No verified public exploit code is available. The vulnerability is described in the OpenWall OSS-Security Discussion and the MetaCPAN Amazon Credentials Changes for version 1.3.0.
Detection Methods for CVE-2026-6146
Indicators of Compromise
- Unexpected AWS API calls from IP addresses or user agents that do not match the workload running Amazon::Credentials
- AWS CloudTrail entries showing access key usage outside expected regions, instance roles, or time windows
- Log files, crash dumps, or serialized Perl objects on disk containing obfuscated credential structures from Amazon::Credentials
Detection Strategies
- Inventory Perl environments and CPAN dependency manifests for Amazon-Credentials versions at or below 1.2.0
- Hunt CloudTrail and IAM Access Analyzer findings for anomalous usage of access keys that were ever handled by affected Perl applications
- Search file systems, ticketing systems, and log aggregation platforms for serialized credential objects that may have been exported with obfuscation intact
Monitoring Recommendations
- Forward AWS CloudTrail, GuardDuty, and IAM events into a centralized analytics platform to baseline normal credential use
- Alert on first-seen source IP, ASN, or user agent for any AWS access key tied to systems running affected Perl tooling
- Track CPAN package upgrades through configuration management to confirm Amazon::Credentials reaches version 1.3.0 or later
How to Mitigate CVE-2026-6146
Immediate Actions Required
- Upgrade Amazon::Credentials to version 1.3.0 or later on every host, container image, and build pipeline
- Rotate any AWS access keys that were processed by affected versions, especially long-lived IAM user keys
- Purge crash dumps, debug logs, and serialized object files that may contain obfuscated credential payloads
- Prefer short-lived credentials sourced from IAM roles, IAM Identity Center, or STS over static access keys
Patch Information
The maintainer released Amazon-Credentials 1.3.0, which replaces the weak rand-based key generation with a cryptographically appropriate source.

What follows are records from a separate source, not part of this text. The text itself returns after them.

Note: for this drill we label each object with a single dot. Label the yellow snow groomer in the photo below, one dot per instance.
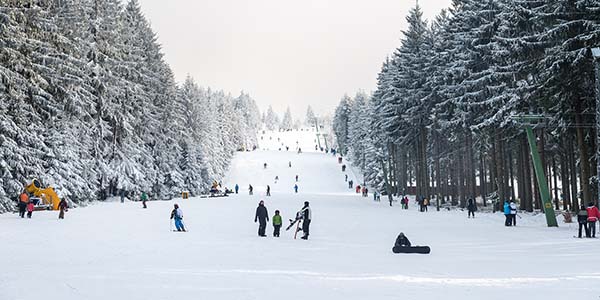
(49, 198)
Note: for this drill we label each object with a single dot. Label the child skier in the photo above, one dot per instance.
(30, 208)
(277, 222)
(144, 198)
(582, 220)
(177, 214)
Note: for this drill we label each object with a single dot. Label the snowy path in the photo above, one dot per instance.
(120, 251)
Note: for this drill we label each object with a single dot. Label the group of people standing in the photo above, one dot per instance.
(262, 217)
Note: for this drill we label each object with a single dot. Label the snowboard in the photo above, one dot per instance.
(413, 249)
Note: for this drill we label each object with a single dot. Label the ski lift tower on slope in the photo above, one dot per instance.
(527, 121)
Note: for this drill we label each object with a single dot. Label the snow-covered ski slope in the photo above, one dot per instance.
(122, 252)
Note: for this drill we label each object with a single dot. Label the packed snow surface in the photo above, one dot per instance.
(123, 252)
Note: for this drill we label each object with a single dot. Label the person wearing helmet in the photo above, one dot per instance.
(306, 214)
(262, 217)
(177, 215)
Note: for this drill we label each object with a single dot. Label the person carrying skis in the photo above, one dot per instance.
(63, 207)
(593, 216)
(582, 220)
(402, 241)
(262, 217)
(277, 222)
(513, 212)
(471, 208)
(306, 214)
(30, 208)
(144, 198)
(177, 215)
(508, 220)
(23, 201)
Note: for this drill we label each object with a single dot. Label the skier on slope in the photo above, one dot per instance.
(177, 215)
(582, 220)
(277, 222)
(63, 207)
(262, 217)
(144, 198)
(306, 214)
(471, 208)
(513, 212)
(593, 216)
(508, 221)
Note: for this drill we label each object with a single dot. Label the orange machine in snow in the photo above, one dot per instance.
(49, 197)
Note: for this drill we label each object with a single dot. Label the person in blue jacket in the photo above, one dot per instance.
(177, 214)
(508, 221)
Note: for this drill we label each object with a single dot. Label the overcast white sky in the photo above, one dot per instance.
(282, 52)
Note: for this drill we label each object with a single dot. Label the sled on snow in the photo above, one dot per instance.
(413, 249)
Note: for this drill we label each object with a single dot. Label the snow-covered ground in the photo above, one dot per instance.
(122, 252)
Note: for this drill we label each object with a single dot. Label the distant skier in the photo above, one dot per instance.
(23, 201)
(144, 198)
(277, 222)
(177, 215)
(30, 208)
(306, 218)
(508, 221)
(471, 208)
(582, 220)
(63, 206)
(262, 217)
(513, 212)
(593, 216)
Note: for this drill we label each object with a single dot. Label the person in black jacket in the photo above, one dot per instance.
(582, 220)
(402, 241)
(262, 216)
(306, 218)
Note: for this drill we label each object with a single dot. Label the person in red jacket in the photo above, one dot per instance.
(593, 216)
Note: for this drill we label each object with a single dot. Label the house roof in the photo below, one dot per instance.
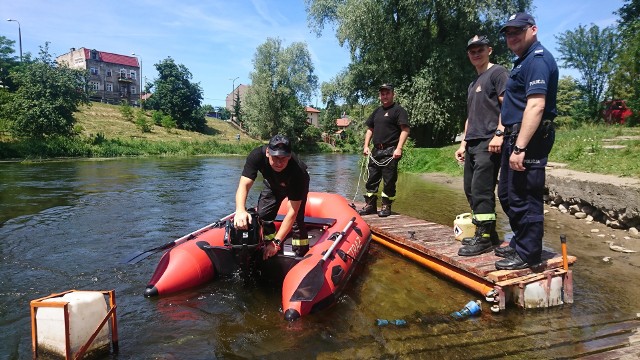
(343, 122)
(113, 58)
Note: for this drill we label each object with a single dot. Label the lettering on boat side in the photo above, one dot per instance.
(355, 248)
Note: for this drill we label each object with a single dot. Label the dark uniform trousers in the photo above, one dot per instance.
(521, 192)
(388, 173)
(480, 174)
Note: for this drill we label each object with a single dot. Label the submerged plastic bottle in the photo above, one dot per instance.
(396, 322)
(472, 308)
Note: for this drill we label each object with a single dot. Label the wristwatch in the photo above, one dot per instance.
(517, 149)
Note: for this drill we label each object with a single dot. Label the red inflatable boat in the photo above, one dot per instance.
(338, 239)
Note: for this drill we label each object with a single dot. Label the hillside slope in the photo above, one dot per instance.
(107, 119)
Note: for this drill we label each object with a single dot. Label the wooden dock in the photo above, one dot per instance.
(434, 246)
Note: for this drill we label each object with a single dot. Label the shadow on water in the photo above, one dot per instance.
(67, 225)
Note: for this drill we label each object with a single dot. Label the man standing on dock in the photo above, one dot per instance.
(527, 114)
(285, 176)
(481, 145)
(388, 127)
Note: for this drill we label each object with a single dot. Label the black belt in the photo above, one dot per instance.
(383, 146)
(544, 127)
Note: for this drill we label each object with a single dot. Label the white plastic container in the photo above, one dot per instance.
(86, 309)
(463, 226)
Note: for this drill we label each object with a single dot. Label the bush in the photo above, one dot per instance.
(168, 122)
(127, 111)
(157, 117)
(142, 122)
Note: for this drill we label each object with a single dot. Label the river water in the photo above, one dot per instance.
(69, 224)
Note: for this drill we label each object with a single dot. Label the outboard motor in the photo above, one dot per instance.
(244, 243)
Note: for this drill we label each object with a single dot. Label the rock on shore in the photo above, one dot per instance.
(608, 199)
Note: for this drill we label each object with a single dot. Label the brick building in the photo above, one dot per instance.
(112, 77)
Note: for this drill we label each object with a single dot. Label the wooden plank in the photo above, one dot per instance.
(438, 241)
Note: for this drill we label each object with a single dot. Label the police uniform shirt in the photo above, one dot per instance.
(535, 72)
(483, 106)
(291, 182)
(385, 122)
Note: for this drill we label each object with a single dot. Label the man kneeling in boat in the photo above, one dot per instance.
(285, 176)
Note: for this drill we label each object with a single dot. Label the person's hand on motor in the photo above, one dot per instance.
(241, 220)
(270, 249)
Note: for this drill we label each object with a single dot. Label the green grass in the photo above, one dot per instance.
(586, 148)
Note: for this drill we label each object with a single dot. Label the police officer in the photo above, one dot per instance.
(388, 128)
(528, 111)
(481, 144)
(285, 176)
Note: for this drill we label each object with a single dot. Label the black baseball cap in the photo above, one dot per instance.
(478, 40)
(519, 20)
(279, 145)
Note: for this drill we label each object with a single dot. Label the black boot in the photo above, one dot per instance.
(386, 207)
(481, 241)
(371, 205)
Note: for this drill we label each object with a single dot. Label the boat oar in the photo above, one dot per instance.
(314, 280)
(145, 254)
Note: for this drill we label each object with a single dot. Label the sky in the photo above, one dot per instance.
(217, 39)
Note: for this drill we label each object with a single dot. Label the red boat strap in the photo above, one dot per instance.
(312, 220)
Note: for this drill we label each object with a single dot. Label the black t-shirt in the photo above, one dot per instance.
(292, 182)
(386, 122)
(483, 107)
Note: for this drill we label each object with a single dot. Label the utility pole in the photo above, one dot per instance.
(233, 96)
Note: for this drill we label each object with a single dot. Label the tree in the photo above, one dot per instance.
(281, 82)
(626, 79)
(419, 46)
(224, 112)
(592, 53)
(569, 96)
(176, 96)
(7, 62)
(46, 98)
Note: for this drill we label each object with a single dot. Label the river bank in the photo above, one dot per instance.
(594, 199)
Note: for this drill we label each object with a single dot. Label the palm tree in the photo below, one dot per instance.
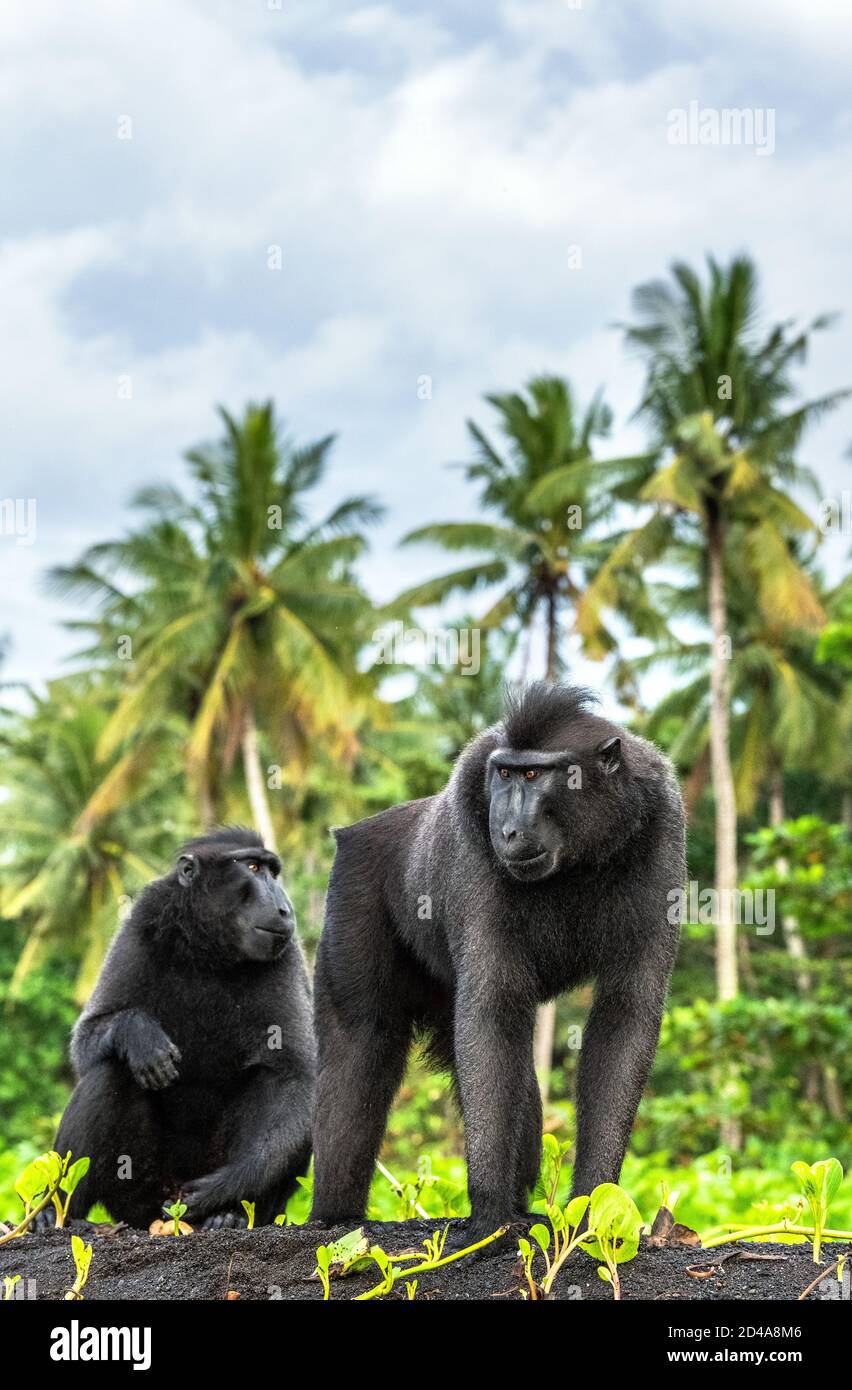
(81, 837)
(717, 399)
(784, 702)
(548, 495)
(241, 610)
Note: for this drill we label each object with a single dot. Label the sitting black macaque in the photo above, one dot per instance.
(548, 861)
(195, 1052)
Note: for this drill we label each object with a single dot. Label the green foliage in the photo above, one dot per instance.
(613, 1229)
(82, 1260)
(820, 1183)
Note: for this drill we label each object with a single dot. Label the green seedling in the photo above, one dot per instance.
(555, 1244)
(323, 1269)
(819, 1183)
(341, 1257)
(527, 1254)
(41, 1183)
(82, 1258)
(613, 1232)
(175, 1212)
(392, 1271)
(70, 1179)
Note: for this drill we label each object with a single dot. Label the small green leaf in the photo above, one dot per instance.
(541, 1236)
(74, 1175)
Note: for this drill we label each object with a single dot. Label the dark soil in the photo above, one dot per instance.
(278, 1262)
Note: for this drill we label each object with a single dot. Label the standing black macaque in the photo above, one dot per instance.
(549, 859)
(195, 1052)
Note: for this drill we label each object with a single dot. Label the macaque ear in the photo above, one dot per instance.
(188, 868)
(609, 754)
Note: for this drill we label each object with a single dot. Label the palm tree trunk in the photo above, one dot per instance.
(792, 937)
(552, 638)
(257, 794)
(722, 773)
(206, 808)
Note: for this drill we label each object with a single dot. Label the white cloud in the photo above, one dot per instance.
(424, 209)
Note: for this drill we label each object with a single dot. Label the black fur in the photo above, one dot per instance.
(495, 945)
(195, 1052)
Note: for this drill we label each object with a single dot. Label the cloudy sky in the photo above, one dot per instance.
(428, 170)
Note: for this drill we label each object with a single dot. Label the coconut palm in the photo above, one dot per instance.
(239, 610)
(719, 402)
(79, 836)
(548, 496)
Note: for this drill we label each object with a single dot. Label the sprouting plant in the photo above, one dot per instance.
(527, 1254)
(341, 1257)
(564, 1228)
(613, 1232)
(175, 1211)
(392, 1269)
(82, 1258)
(70, 1178)
(434, 1244)
(323, 1268)
(819, 1183)
(39, 1184)
(387, 1268)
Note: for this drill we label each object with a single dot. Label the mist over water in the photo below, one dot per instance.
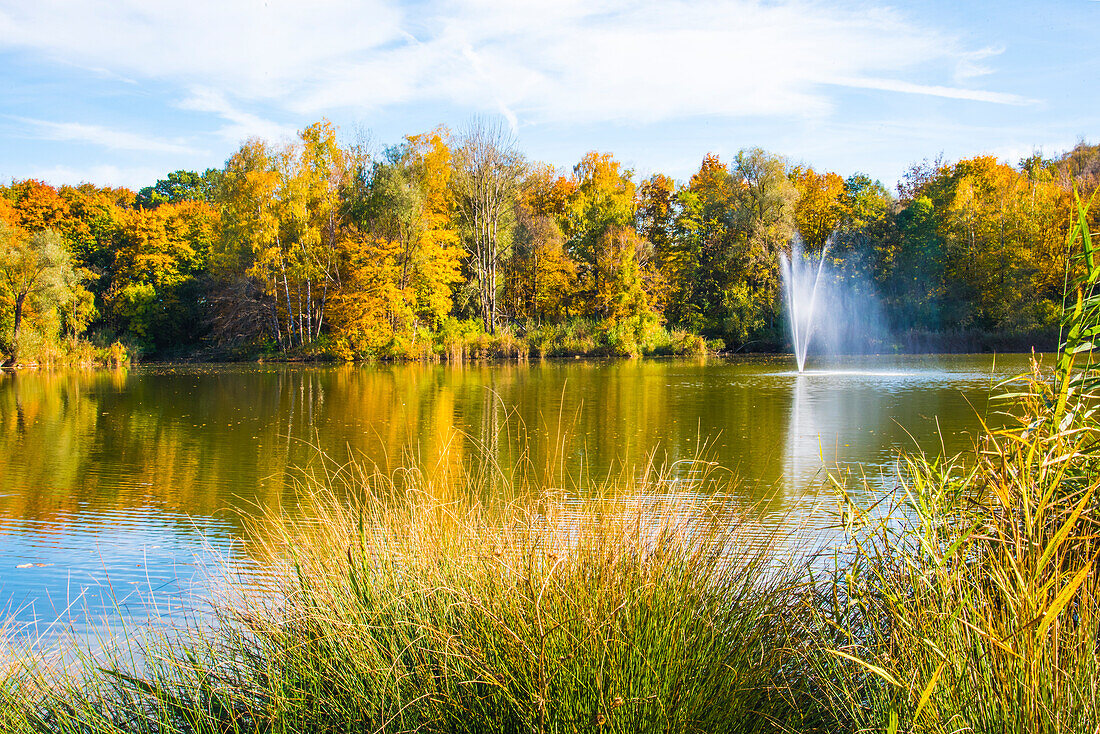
(832, 309)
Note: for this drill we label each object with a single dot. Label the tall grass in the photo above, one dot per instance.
(421, 600)
(976, 605)
(406, 604)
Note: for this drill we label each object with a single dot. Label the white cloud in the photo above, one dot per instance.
(561, 61)
(101, 175)
(934, 90)
(240, 124)
(119, 140)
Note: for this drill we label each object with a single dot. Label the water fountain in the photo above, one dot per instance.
(802, 280)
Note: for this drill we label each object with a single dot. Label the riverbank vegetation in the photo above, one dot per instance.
(458, 598)
(453, 243)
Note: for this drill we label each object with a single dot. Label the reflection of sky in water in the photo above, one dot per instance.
(84, 573)
(117, 485)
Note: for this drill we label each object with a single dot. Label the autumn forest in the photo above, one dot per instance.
(453, 244)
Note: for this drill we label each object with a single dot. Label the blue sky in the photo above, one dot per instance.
(121, 91)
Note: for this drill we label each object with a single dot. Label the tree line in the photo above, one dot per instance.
(316, 247)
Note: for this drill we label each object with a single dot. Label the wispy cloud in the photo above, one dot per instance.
(934, 90)
(110, 138)
(562, 61)
(240, 124)
(101, 175)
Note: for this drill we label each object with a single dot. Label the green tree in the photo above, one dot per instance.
(35, 271)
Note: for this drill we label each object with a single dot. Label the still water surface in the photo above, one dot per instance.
(119, 488)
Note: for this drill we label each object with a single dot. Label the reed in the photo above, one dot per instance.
(474, 598)
(976, 604)
(404, 603)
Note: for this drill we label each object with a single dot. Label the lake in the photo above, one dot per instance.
(121, 490)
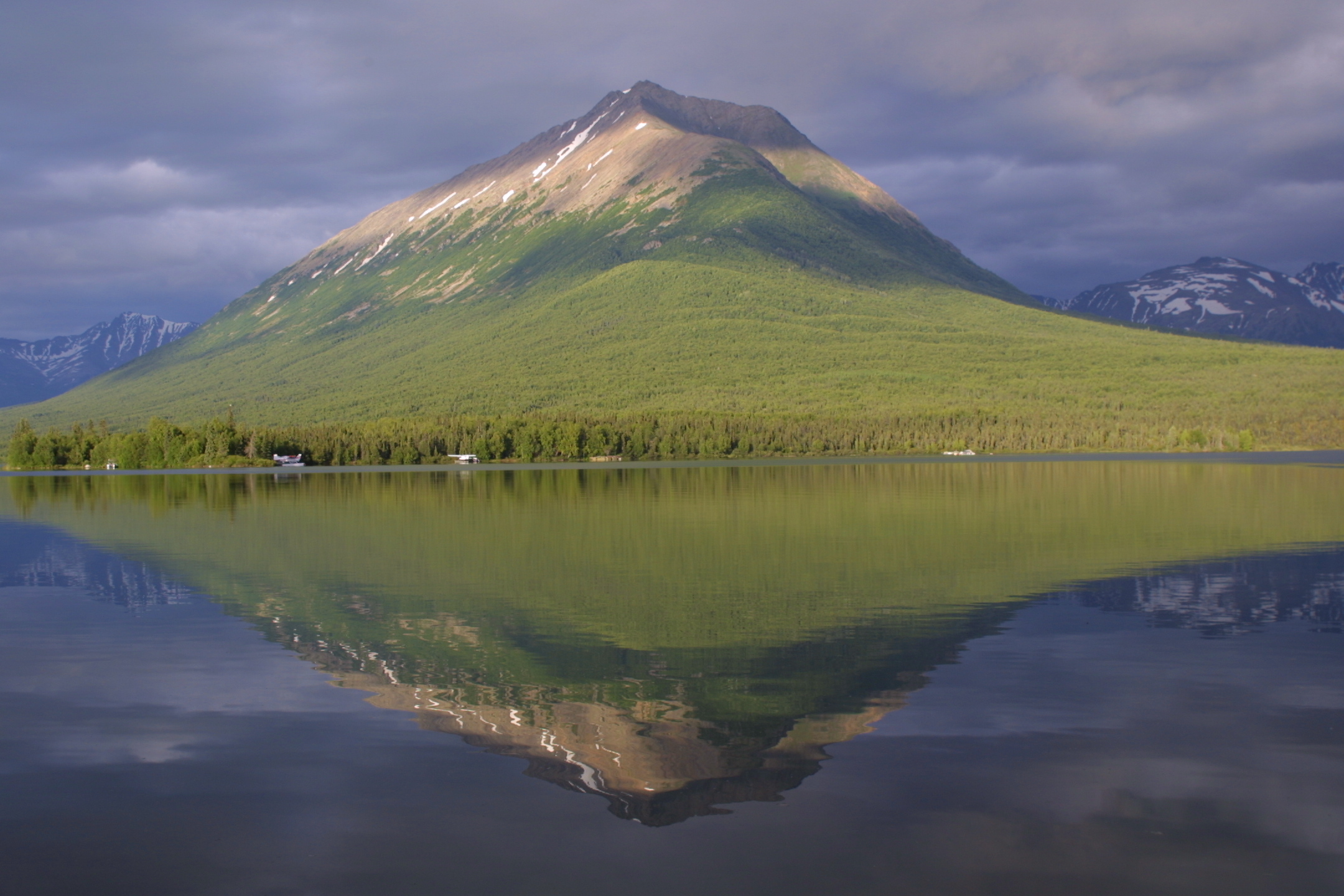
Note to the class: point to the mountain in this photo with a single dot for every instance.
(35, 371)
(1228, 297)
(666, 253)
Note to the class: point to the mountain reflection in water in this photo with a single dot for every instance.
(681, 640)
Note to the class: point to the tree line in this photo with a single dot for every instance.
(226, 442)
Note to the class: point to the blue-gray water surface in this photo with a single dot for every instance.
(1053, 679)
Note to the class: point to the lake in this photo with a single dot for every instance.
(1057, 678)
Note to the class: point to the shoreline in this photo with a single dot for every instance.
(1314, 457)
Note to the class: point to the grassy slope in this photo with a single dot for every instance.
(791, 307)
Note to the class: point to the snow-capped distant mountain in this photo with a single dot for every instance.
(1229, 297)
(37, 371)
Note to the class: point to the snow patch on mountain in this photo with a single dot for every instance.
(1228, 296)
(39, 370)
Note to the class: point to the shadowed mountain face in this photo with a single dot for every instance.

Review the upstream changelog at MetaCPAN Amazon Credentials Changes and pin the dependency to a version greater than or equal to 1.3.0 in cpanfile, Makefile.PL, or dist.ini.
Workarounds
- Where immediate upgrade is not possible, restrict file system and memory access to processes that load Amazon::Credentials to limit blob exposure
- Disable verbose object dumping, Data::Dumper output, and stack-trace logging that may serialize credential objects
- Replace static AWS keys with instance profile or container role credentials so that any recovered blob has limited validity
# Configuration example: enforce a safe minimum version in cpanfile
requires 'Amazon::Credentials', '>= 1.3.0';
Disclaimer: This content was generated using AI. While we strive for accuracy, please verify critical information with official sources.